Of course, addressing interconnected issues simultaneously carries its share of challenges. For one thing, no single person or group has enough knowledge or experience to solve all of the problems afflicting a complex system at once.

But a wider community — including governments, businesses, researchers, philosophers, faith communities, and even poets and artists — could devise and implement holistic strategies. Success will depend on participants’ willingness to cooperate and their commitment to put evidence before ideology.

Thus, the real challenge lies in marshalling such an inclusive community — something at which global leaders have not proved adept.


A second major challenge is that resources are limited, making it impossible to solve all of the world’s problems at once.

In this context, the ability to prioritise effectively is essential.

But, rather than emphasising one problem over another, the top priority should be building resilience into all global systems. Mechanisms aimed at solving a problem in one system should not be allowed to compromise another system’s resilience.

Another challenge will be to devise new metrics to replace GDP as the leading measure of human well-being. Even economist Simon Kuznets, the main architect of the concept of GDP, recognised that it does not account for many of the factors affecting human well-being; he argued that it should be used “only with some qualifications”.

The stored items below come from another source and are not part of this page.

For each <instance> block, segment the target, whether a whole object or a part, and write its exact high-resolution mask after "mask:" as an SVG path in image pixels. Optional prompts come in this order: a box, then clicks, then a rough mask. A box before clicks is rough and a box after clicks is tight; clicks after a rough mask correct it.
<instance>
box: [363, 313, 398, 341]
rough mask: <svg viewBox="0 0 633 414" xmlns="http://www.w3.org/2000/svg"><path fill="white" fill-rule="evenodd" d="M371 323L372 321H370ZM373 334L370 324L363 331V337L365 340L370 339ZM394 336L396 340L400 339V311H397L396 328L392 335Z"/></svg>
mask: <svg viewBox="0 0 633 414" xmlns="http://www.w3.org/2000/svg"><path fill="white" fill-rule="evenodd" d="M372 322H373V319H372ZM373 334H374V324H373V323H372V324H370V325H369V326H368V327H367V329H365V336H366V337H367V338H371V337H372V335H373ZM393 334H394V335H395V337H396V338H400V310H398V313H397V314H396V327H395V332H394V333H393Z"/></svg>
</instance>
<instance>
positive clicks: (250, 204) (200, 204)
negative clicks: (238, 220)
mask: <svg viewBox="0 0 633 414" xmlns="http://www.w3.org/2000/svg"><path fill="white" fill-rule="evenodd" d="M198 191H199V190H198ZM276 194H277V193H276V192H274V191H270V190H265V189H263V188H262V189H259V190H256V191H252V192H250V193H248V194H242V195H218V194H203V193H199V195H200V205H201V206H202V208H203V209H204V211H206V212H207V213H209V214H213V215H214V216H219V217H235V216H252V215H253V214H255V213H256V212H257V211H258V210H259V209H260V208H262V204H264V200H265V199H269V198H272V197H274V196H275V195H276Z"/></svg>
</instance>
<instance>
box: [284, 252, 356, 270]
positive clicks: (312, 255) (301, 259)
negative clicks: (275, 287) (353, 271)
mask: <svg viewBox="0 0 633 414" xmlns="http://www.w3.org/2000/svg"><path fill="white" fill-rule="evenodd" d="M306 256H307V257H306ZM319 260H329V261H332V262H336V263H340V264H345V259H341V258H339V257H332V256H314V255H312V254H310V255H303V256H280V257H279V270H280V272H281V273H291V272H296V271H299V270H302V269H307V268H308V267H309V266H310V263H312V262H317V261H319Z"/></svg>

In the Anthropocene, GDP must be part of an array of metrics for assessing economic, natural, and social capital — that is, the value of the goods and services produced, as well as the dignity of the ecosystems and social structures that underpin this output.

Navigating the Anthropocene effectively and ethically is perhaps the most daunting challenge that modern humans have faced. Overcoming it will require a smarter approach to strategic decision-making and a broader understanding of innovation. It is time for us to rise to the challenge. PROJECT SYNDICATE


Kevin J Noone is Director of the Swedish Secretariat for Environmental Earth System Sciences and Professor of Meteorology in the Department of Applied Environmental Science at Stockholm University.